May want to read up on what happened in the first few years after the May Flower landed in Plymouth:

https://mises.org/library/what-really-happened-plymouth

In addition to gender division of labor (allowing women less exposed to risks associated with hunting and battles), what the Cro-Mags had over the Neanderthals was a cross-continent trade network (as evidenced by the Cro-Mags' weapons and tools made from much better material transported from very far away). If our ancestors had tried a large scale co-op instead, they'd have starved to death just like the early settlers at Plymouth Colony (and Virginia Colony before them) found out. Personal responsibility (i.e. sub-division of resources into private domains) and division of labor through mutually willing trade are what bring forth resource abundance (and survival in a resource-limited environment, where Economics apply/matter).

MisterLefty says
Experience and natural selection also count for a lot. Folks that left Africa faced new challenges that selected survivors. The stay behinds, not so much.

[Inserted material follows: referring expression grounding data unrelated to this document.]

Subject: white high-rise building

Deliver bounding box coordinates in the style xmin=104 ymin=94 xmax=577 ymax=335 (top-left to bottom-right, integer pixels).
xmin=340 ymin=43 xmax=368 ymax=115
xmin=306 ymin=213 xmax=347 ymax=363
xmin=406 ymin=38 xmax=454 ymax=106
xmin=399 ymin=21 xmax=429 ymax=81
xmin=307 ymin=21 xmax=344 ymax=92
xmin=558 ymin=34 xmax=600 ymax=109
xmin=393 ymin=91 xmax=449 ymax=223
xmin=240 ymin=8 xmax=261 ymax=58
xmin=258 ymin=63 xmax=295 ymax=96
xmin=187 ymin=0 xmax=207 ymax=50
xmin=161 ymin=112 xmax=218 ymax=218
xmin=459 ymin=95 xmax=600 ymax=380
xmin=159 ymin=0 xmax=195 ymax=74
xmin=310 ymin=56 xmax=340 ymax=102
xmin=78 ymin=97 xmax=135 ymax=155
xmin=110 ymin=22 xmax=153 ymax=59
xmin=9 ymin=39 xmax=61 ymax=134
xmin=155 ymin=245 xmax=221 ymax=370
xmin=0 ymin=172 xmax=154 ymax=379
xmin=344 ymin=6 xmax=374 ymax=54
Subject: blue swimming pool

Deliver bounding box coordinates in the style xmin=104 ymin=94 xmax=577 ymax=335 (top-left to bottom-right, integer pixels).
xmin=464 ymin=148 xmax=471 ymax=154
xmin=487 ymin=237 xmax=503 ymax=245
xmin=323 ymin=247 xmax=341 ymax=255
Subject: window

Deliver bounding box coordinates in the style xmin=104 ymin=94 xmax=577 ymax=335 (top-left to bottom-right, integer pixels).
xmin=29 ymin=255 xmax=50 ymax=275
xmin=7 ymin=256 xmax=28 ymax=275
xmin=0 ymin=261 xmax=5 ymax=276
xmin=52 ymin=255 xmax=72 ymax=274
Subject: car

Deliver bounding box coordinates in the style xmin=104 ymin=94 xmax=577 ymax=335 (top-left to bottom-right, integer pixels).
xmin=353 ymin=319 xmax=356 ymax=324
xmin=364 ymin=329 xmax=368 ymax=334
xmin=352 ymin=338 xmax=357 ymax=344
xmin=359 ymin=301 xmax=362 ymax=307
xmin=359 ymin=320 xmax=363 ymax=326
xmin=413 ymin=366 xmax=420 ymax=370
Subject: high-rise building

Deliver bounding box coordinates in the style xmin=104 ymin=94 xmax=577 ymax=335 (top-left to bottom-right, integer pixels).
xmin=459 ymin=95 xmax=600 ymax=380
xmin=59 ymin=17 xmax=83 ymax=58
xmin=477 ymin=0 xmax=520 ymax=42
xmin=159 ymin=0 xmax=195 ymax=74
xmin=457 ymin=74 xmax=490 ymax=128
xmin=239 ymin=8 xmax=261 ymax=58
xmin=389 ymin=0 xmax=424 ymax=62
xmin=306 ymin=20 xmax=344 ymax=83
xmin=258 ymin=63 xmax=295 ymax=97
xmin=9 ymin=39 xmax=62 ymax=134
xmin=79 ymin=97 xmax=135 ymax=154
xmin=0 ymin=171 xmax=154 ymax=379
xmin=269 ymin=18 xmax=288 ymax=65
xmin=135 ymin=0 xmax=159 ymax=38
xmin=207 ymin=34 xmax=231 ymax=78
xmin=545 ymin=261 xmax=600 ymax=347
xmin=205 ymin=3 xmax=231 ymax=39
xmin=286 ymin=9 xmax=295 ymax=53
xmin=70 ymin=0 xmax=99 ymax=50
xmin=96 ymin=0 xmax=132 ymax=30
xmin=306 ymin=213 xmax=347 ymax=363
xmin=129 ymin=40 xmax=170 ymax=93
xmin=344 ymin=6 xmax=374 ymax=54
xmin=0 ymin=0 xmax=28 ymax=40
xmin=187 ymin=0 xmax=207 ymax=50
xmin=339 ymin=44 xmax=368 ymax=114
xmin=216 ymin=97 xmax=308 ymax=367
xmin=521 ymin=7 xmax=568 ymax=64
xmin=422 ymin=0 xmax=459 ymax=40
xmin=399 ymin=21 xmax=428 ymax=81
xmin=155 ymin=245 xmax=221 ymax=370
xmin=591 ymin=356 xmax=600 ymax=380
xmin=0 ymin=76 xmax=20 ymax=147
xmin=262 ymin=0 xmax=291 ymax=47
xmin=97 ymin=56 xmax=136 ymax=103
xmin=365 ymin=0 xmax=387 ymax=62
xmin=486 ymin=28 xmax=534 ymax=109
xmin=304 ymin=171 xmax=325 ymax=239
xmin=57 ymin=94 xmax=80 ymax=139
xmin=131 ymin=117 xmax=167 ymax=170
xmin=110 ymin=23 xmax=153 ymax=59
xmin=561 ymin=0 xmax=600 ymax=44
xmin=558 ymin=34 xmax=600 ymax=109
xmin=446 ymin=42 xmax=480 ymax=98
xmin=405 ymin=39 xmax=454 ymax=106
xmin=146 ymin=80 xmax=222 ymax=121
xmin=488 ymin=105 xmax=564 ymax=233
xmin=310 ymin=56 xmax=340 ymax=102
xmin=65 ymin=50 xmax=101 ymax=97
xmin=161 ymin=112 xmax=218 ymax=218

Very well said. There was also a fundamental economic difference between sub-Sahara Africa vs. regions entered into by groups who were driven out by the stay-behinds: sub-Sahara Africa had an abundance of easily attainable food year-round for human ancestors; poisonous snakes/insects, food poisoning and tropical diseases put a lid on human population growth (before modern medicine lifted that lid in the 20th century), so the population was almost always below the land's natural (food) carry-capacity. The driven-out groups however faced much harsher environments, where food was either scarcer to begin with or had seasonality that made food almost unattainable during part of the year (winter) if not artificially stored / transported. OTOH, random disease/poison death rates were much lower in cooler climate zones. That environmental stability/cyclicity made intelligence, knowledge accumulation, division of labor and trade into evolutionary advantages, as they would raise the land's (food) carry-capacity, especially when the population was less exposed to random death events like snake/insect venom and tropical diseases.